One of the more striking differences between Mario and Donkey Kong is that the gorilla still carries the swagger of an ex-villain with him. He barges, charges and pummels his way through his levels, he's a friend to the hit-pause and the shoulder slam, and his Yoshi stand-in - for the few glorious moments that you generally get to enjoy him - is a grubby little rhino who looks like he might have spent some serious time in the big house. Donkey Kong games feel heavier than Mario games - slower when turning, deadlier when they've picked up momentum. The art's a touch less charming, but to make up for that you get a world of taut drum skins ripe for pounding, hobbling crabs ripe for pounding and, well, anything else that could conceivably be made ripe for pounding, really.

I assume the 3DS is taking a bit of a pounding itself with this latest version of 2010's Wii platformer, but new developers Monster Games have handled what's essentially an expanded port with intelligence. Textures aren't quite what they used to be, but the frame-rate never falters, and while neither the weirdly sleepy circle pad or the d-pad offers a truly ideal means of chucking Nintendo's angry gorilla around, they both allow for just enough precision to keep you happy. Besides, to balance that out you get to enjoy the fact that the original game's irritating shake controls have been replaced with face buttons when it comes to the likes of rolling about or smacking downed bosses into oblivion.

Bosses can be tough, but there are no real classics.

As for the 3D, that's both blessing and curse with a game like this. Donkey Kong Country Returns was always going to lend itself to the depth treatment on a purely aesthetic level, with its endless barrel-hopping between chunky 2D planes and the pleasure its art team takes in sending foliage scudding past in the foreground or allowing volcanoes to erupt in the far distance. The implementation is typically assured, and it definitely adds a thrill to the game's early levels. It's still stereoscopic 3D, though - and that means you have to keep yourself within a viewing sweet spot while rattling through some worryingly hectic gauntlets. Donkey Kong may ultimately be a little too fast-paced, a little too exacting, to allow you to keep the slider turned up for absolutely everything it chucks at you.
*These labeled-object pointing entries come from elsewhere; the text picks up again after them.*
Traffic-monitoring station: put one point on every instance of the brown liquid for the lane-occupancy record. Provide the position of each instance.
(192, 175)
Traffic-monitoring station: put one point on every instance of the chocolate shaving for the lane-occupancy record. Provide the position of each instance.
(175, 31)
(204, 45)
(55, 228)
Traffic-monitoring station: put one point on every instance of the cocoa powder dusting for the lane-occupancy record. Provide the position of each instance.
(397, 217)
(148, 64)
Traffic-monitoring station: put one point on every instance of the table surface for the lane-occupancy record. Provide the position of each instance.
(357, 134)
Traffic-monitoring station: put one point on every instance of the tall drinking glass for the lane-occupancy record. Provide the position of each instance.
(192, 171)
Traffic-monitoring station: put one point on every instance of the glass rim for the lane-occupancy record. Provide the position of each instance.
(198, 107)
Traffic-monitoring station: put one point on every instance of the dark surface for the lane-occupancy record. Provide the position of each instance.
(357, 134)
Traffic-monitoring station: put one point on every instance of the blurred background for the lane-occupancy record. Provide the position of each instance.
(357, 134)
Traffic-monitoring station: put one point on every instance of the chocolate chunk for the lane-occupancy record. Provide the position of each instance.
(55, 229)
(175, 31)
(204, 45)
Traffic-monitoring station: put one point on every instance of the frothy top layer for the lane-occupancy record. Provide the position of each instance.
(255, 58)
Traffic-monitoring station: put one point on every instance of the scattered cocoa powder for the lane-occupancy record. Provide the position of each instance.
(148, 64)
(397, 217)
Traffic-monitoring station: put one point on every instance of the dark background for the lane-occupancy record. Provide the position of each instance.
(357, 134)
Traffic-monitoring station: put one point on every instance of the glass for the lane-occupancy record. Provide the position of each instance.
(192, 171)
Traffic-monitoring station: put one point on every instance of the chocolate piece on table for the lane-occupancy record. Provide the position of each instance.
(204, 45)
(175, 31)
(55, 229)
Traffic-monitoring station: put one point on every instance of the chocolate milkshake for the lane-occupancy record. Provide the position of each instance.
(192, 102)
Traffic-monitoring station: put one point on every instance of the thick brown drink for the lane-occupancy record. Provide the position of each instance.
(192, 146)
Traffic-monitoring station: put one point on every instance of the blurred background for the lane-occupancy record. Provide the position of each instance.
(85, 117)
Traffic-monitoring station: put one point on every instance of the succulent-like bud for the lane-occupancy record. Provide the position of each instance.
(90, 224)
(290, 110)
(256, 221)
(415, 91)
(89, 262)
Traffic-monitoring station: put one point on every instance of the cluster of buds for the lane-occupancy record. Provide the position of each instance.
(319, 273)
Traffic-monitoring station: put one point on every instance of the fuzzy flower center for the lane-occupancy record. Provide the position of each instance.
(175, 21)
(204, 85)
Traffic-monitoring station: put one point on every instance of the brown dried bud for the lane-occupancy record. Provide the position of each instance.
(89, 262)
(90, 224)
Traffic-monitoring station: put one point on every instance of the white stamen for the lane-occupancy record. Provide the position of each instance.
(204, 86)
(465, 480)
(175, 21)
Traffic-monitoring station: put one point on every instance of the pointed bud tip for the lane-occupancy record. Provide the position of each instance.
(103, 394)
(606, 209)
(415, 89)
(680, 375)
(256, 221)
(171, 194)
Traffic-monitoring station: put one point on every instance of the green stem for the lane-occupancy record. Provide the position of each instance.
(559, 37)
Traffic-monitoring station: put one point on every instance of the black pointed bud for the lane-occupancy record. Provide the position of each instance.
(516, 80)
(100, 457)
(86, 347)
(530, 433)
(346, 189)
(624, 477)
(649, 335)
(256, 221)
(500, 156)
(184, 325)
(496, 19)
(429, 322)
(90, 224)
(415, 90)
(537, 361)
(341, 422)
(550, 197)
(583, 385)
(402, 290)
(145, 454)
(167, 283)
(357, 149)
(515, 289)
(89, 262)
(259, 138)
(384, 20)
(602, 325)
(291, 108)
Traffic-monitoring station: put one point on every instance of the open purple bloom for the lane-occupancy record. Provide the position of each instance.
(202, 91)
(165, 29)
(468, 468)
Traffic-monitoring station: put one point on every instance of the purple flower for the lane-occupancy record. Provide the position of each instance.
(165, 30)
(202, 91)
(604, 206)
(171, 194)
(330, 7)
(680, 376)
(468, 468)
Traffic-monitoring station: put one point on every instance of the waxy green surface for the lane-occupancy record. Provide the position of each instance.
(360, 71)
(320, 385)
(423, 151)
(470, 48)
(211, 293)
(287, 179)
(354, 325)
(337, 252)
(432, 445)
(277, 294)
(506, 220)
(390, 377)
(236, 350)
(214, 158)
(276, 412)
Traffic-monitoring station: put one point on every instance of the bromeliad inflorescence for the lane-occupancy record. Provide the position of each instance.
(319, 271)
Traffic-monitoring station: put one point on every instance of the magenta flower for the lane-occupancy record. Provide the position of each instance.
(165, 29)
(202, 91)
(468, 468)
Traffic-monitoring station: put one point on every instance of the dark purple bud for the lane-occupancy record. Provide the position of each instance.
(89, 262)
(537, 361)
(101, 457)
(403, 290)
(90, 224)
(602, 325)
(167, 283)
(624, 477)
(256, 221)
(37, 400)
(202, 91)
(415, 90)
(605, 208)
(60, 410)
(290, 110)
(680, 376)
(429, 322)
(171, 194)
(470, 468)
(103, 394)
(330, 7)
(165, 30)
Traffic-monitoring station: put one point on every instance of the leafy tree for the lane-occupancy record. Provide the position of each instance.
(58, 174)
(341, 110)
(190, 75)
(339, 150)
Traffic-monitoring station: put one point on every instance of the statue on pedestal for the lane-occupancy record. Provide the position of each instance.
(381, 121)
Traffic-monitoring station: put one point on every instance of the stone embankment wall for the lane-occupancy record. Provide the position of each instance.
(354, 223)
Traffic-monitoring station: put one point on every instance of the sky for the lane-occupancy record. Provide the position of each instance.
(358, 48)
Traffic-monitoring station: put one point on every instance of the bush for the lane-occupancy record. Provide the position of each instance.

And it still chucks a surprising amount at you. Retro's Wii game wasn't just varied and exciting, it could be truly nasty at times, and it's lost none of its wonderful bite here. The original campaign's just as cruel as it always was, then, but you now also have the option to experience its treats via a second mode that gives you extra hearts from the off. There are even a few new one-shot items to buy that grant you nice things like stronger carts, or that save you from the odd plummet into space. It's a smart way of approaching difficulty.

Even then, it's quite a challenge to stay alive. Retro's not quite as good at hiding its reliance on the Big Book of Platform Game Ideas as the team at EAD Tokyo, but while its levels easily conform to type, the types are all elegantly handled. There's the bit where you're chased by stuff, the bit where everything's falling down, the bit where platforms rise and fall in lava and the bit where you have to navigate fire-breathing dinosaurs. The game's actually at its most entertaining when it's on rails - give Retro a mine cart and they make it sing, possibly because none of the gorilla's standard offensive moves are quite as satisfying as their animations would suggest.

You'll need those extra hearts.

Monster, meanwhile, has added eight all-new levels to slot into the original game's Golden Temple finale. Themed around the lands you've travelled through up to this point, they wisely opt to avoid piling on 3D tricks in favour of ratcheting up the overall challenge even further. There's some brilliant stuff back here, in fact, with my favourite entry blending spike walls, timer switches and disappearing platforms to ludicrously evil effect. Even if it wasn't designed by Retro, it matches the quality of Retro's work - it's just a shame you have to wait to the very end of the adventure to access it.

Local co-op returns as well, although as it requires two copies of the game, your chances of seeing it in the wild are probably up there with your chances of seeing a real gorilla wearing a tie and navigating a pulley-system puzzle. The game's precise nature ultimately encourages a solo approach anyway, if you ask me. Donkey Kong Country Returns is a game about falling off things, goring yourself on things, squashing yourself under things and occasionally being eaten by things. So it was in 2010, and so it is now. There are worse ways to spend a weekend.